One of the unfortunate realities of the COVID-19 pandemic is that thousands of workers are being let go or are under threat of losing their jobs in order for businesses to survive. Industries such as tourism in particular have it the hardest, with travel bans effectively curbing all sorts of tourism entirely, be it foreign or local.

In Indonesia, the tourism and hospitality sectors have unsurprisingly been decimated as well. However, an ongoing initiative is actively looking for solutions in order to help the struggling workers survive and get back on their feet. Many of these workers have taken on new jobs created to clean the archipelago’s plastic-littered beaches.
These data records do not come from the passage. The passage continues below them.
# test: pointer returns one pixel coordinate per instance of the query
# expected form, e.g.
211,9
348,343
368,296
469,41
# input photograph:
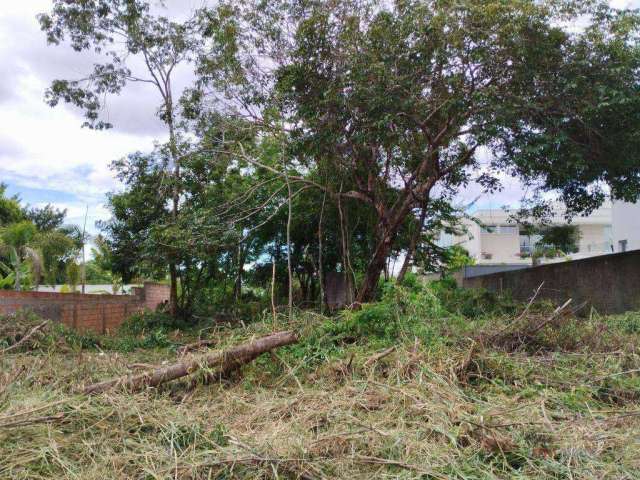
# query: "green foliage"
73,273
565,238
47,218
144,322
10,211
19,234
On Bintan island, usually a popular destination for Singaporean holidaymakers, furloughed workers have been hired by ocean clean-up and plastic offsetting firm Seven Clean Seas to comb the beaches for litter. The workers, who have been hired on a weekly contract basis, are being paid the same daily rate as their usual jobs, plus 25 percent extra if they collect 25 kilograms of plastic.

Indonesia’s tourism and hospitality sector employs a decently large portion of the nation’s workforce at about 9 percent and contributes 4 percent to the economy. Due to being on the harsh receiving end of COVID-19, tourism numbers are expected to drop from 16 million visitors in 2019 to just 5 million in 2020.
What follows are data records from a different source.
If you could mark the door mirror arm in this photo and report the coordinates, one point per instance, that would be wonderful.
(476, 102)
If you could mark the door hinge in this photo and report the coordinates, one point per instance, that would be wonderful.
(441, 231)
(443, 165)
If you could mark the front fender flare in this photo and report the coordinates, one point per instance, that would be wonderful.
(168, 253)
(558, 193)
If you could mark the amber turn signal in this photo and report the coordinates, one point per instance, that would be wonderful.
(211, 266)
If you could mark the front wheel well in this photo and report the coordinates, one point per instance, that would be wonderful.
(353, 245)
The pandemic has also seemed to indirectly caused a severe environmental problem. Plastic pollution is believed to have worsened as a result of increased consumption of disposable personal protective equipment and packaging from online deliveries, and the lifting of bans on single-use plastic. Due to overstretched rubbish collection services and a largely insufficient waste and recycling sector, plastic pollution is running rampant and is continuing to rise.

Seven Clean Seas’ intends to help alleviate this pollution and furloughed worker issue in one go. Their beach-cleaning team of 22 staff collected 815 kilograms on their first day of operations from Bintan’s east coast beaches. Collected recyclables were passed to informal waste pickers living near Tanjong Pinang landfill. The rest was landfilled.

Tom Peacock-Nazil, founder of Seven Clean Seas, noted that the collected plastic will contribute to the plastic offsetting schemes Seven Clean Seas has had to put on hold since Covid-19 movement restrictions were introduced. Corporates pay the firm to offset the plastic they use through recovery schemes such as beach clean-ups, but opportunities to clean beaches have been limited during the pandemic.

“Covid-19 has dealt a huge blow to Indonesia’s hospitality businesses, leaving many unemployed or furloughed for extended periods. These communities often are very vulnerable without the ability to earn wages,” said Peacock-Nazil.

“We have pre-existing plastic offsetting mandates that require us to continue recovering plastic from the marine environment. We saw an opportunity to solve two issues at once by offering employment to these communities to clean up and recover plastic from their own regional locations.”

Peacock-Nazil said he aims to scale up the initiative in Bintan and elsewhere in Southeast Asia by working in partnership with The Long Run, a sustainable tourism civic society group, and is seeking corporate partners.